In the simplest terms, a tariff is a tax on a foreign good. They are designed to hurt or slow imports on certain types of goods and products from abroad in order to help businesses at home (in the case of this article, the United States). When the president and others speak of tariffs on things like lumber and steel, what they’re really talking about is a tax on those goods before they can be taken off the cargo ship and transported to American companies to be sold or turned into other things like cars and houses.
The idea behind all of the tariffs is that, by making imports more expensive, domestic producers will have a more level playing field because they can sell their goods at a lower price than foreign competition.
There are pros and cons to creating new tariffs and the impact of tariffs on small businesses can vary wildly. Some economists believe that they allow domestic companies to inflate their prices to just under those of the foreign goods and make more money while still undercutting the competition. Those in favor of the tariffs cite the promotion of American-made goods and products.
The impact of tariffs are wide-reaching, even when they are added on things that aren’t as prominent as steel or lumber. Small businesses are especially vulnerable when new and sweeping changes are rolled out because everything from raw materials to finished goods like processed foods can have noticeable price increases overnight.
The recently announced tariffs on steel and lumber may not seem like a big deal for many small business owners, as they may be so far removed from the goods that are being disputed. The truth is, things like steel are in play right now because they are so pervasive in our daily lives that the implications of a tariff for any country are huge, especially for one the size of the United States.

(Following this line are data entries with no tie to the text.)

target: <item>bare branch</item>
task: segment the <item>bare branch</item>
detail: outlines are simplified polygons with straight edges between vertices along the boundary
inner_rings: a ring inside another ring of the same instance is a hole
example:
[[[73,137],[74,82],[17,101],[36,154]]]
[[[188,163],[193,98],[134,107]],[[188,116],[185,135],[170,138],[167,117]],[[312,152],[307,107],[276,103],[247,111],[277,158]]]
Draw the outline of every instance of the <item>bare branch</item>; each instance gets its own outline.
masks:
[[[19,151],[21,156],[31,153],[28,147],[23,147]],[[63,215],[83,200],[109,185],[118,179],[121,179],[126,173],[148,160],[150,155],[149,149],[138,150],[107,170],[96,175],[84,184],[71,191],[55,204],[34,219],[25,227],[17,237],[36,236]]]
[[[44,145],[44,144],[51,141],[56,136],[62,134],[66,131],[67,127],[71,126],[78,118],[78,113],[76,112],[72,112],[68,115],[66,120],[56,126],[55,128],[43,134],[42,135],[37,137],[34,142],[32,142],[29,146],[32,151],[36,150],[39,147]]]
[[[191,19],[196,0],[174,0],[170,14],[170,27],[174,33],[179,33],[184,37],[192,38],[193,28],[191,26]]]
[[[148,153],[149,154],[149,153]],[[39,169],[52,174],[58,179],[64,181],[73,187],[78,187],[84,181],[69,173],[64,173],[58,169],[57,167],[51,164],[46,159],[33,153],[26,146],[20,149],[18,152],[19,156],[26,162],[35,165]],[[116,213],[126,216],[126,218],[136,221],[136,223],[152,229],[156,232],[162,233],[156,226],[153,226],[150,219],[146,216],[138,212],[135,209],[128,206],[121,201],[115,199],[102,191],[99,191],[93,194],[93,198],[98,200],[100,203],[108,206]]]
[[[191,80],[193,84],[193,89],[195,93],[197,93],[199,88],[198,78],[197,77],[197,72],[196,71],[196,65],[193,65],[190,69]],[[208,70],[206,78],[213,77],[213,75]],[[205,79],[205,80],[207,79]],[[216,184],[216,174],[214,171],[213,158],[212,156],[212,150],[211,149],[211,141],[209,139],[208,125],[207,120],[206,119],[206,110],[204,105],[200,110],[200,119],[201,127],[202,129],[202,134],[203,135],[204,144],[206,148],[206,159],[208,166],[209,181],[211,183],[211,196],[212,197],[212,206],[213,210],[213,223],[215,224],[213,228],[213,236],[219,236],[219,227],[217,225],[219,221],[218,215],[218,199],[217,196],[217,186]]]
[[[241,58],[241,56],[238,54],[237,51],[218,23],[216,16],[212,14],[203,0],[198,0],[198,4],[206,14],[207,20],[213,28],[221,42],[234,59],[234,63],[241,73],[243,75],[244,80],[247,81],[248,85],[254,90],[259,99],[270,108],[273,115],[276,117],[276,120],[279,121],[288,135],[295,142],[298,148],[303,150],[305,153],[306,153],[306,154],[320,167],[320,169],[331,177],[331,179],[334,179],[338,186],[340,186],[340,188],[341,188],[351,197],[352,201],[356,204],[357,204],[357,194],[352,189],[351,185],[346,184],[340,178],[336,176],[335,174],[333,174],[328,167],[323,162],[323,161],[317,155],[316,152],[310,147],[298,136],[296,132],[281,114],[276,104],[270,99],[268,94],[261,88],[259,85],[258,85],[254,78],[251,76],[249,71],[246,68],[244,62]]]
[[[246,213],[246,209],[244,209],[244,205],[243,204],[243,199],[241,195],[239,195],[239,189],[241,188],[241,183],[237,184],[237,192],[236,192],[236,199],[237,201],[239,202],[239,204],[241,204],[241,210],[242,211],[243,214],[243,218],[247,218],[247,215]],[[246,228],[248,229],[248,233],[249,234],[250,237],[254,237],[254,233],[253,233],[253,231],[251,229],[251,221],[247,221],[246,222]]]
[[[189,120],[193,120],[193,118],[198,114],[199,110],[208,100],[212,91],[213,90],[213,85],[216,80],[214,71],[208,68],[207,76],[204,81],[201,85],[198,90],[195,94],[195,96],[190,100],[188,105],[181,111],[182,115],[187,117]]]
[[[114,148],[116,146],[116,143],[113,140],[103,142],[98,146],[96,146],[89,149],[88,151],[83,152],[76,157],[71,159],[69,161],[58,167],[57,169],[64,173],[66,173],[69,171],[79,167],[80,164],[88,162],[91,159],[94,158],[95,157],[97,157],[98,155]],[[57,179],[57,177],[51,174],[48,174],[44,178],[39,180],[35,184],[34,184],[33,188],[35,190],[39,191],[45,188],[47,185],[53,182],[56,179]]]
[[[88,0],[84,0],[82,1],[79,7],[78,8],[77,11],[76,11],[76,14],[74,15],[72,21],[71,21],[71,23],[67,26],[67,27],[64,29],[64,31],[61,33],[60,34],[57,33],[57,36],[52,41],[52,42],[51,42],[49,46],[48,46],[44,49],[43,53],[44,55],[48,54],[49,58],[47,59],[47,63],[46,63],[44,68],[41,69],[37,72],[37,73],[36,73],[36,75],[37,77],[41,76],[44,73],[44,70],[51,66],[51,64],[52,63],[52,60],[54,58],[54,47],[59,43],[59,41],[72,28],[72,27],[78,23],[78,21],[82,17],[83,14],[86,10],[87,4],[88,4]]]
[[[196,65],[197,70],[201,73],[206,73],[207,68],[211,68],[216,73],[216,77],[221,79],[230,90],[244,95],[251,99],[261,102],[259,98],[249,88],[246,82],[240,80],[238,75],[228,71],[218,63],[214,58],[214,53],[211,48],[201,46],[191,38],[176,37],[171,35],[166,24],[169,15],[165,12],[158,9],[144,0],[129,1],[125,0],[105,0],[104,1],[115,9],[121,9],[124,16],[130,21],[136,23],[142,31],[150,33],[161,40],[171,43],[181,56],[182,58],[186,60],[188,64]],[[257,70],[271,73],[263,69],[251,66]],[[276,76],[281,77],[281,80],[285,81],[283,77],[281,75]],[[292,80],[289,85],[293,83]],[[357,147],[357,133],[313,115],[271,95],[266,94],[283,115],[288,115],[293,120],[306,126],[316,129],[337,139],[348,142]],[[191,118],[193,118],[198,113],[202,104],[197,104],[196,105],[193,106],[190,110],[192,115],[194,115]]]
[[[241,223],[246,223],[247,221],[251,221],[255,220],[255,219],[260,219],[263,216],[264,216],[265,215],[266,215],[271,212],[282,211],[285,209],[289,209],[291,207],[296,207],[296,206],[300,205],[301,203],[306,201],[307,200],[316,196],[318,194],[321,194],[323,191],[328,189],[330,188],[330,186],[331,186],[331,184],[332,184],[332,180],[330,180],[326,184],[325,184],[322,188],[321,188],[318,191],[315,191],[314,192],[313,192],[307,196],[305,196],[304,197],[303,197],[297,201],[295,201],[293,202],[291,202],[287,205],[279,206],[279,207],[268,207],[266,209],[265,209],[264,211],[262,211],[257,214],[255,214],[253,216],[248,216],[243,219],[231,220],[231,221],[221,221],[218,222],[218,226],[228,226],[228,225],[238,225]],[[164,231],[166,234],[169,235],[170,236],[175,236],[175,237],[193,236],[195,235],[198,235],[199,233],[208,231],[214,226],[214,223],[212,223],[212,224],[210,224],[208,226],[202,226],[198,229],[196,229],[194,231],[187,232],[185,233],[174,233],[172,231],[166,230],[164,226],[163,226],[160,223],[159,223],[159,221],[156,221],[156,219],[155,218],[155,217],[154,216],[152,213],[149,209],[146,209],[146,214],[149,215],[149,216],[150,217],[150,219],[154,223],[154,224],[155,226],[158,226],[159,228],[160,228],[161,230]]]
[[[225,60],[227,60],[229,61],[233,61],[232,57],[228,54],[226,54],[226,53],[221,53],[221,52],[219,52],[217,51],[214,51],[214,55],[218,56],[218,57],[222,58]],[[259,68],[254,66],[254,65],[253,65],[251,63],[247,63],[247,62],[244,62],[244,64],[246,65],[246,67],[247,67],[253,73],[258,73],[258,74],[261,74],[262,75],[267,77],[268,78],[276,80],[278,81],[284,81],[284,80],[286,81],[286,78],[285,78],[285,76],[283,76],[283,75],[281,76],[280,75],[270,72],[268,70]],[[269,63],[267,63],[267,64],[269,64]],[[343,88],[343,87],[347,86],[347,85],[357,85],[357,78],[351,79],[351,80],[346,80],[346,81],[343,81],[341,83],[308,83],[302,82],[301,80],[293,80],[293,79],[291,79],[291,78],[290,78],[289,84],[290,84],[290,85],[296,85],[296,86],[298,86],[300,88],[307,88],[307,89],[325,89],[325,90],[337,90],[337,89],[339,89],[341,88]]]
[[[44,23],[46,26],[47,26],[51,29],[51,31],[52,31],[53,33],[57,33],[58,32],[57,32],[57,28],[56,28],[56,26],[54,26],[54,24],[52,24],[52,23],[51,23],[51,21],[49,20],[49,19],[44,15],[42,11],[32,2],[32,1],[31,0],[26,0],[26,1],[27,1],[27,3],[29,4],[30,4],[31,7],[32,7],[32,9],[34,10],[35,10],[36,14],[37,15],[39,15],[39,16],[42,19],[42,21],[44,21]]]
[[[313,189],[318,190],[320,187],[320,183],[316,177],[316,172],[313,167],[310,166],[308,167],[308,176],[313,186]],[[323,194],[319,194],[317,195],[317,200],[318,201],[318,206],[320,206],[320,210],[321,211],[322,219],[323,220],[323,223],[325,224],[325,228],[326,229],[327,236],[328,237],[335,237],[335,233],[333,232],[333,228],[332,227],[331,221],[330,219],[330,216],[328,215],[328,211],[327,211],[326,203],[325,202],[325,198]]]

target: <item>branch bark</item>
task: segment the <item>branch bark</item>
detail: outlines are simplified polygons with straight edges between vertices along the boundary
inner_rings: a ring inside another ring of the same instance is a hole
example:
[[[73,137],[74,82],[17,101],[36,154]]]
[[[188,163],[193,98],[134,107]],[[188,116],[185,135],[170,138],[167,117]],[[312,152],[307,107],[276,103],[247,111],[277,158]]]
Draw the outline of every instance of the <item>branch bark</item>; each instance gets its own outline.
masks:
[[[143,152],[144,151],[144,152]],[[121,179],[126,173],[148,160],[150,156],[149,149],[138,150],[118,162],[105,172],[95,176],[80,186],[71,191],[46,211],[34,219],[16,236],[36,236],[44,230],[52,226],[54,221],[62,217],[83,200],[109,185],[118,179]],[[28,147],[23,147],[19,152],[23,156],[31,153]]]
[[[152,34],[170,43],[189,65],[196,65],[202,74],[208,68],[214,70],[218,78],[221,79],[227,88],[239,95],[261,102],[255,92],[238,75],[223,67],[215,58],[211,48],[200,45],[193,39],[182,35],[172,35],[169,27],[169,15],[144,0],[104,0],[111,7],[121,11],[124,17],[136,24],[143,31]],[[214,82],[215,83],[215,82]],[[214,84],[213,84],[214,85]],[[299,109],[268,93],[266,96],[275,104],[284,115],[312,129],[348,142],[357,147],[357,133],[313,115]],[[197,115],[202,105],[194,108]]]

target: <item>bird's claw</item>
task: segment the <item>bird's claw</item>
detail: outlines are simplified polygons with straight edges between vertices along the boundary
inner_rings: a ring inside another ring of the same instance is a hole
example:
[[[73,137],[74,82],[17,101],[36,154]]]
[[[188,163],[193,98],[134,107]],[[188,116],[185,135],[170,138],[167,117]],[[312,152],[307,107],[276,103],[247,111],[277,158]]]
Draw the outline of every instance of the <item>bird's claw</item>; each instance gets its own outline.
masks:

In this article, we will explore some of the impacts of tariffs on small businesses and owners.
Industries Most Impacted
The businesses – large and small – who are affected most by tariffs are not always the most obvious ones. Manufacturers like carmakers are a great example of a business that would be drastically impacted by an increase in their raw materials costs, but others like an auto repair shop may suffer as the costs of their replacement parts increase. The trickle-down effects are numerous and may take a while to start showing up.
Another misconception is that only big businesses are impacted by tariffs because of their huge buying power and geographic reach. It may be true that big businesses have a louder and larger voice than others and can make their needs known from a broader platform, but it’s also true that the small businesses responsible for providing many of the parts used in the big operations are impacted as well. Their costs can increase, sometimes more drastically, than the largest manufacturers purchasing goods on a global scale.
What are the Effects?
Businesses of all types already operate on thin profit margins, so any shifts in their operating costs can have big implications. The impact of tariffs on small business can be amplified by their already thin profit margins and more impactful operating costs. In the automotive repair shop example above, the cost of a replacement transmission may be $1,500 and the shop may only be able to charge $1,600 – already far less than a 10% profit. If the cost of a replacement transmission increases even $20, the shop will have to be prepared to make that loss up somewhere else.
Generally speaking, an auto repair shop owner in small town America probably isn’t spending a ton of time studying global economics, but maintaining a solid handle on their costs and pricing up front will help prevent difficult situations when and if costs start to rise.
How to Deal with Pricing Changes
There are several ways that a small business can cope with the impact of tariffs, both on their costs and on their pricing to customers:
- Vendor Relationships – Where are the businesses purchasing their goods? There’s a great chance that more than one supplier is able to provide the necessary raw materials or parts, so maintaining relationships with as many vendors as possible will help mitigate the impacts of tariffs on purchase prices. In many cases, vendors will provide the best pricing to their best customers in an effort to keep the buying volumes up, but it will pay off to have 2-3 sources for each of the most important items in the supply chain so that there are options to shop around if prices start to shift.
- Managing Profit Margins – In the transmission example above, the shop owner would have been in hot water if they found themselves losing even more profit from a replacement part that was already barely profitable. If the owner had carefully monitored the fact that their replacement parts were not a viable source of income for the shop to rely on, they could have been building some cost-insurance into their labor rates or other charge.
- Pricing Strategy – If a customer becomes accustomed to paying one price for a product or service, an increase in the cost of that purchase is going to cause angst – regardless of a tariff or any other difficulties for the business. Pricing strategy goes hand in hand with managing profit margins. Being able to build room into a price to accommodate shifts in production costs will save the hassle of explaining to customers why their favorite widget just increased in price by 10%.
- Inventory Levels – This can be a major downfall for small businesses even without the threat of tariffs. Having too much finished product or too much raw material is the same as having cash sitting on a shelf – cash that can’t be used for anything. If production costs start to rise and there is too much of an unrelated raw material or unsold finished product in-house, there is less cash available to keep the business running and pay people. It’s important to keep only the raw materials needed to produce the goods that can actually be sold, and keep the inventory moving rather than sitting
The impact of tariffs on small businesses can vary greatly depending on the industry and how prepared the business owners are when uncertainty strikes. Politics play a big role in shaping how goods and materials flow across borders, obviously, and our political climate seems to shift almost every day. With that in mind, it’s best to have a plan, be cautious and careful in purchasing and pricing, and keep relationships strong.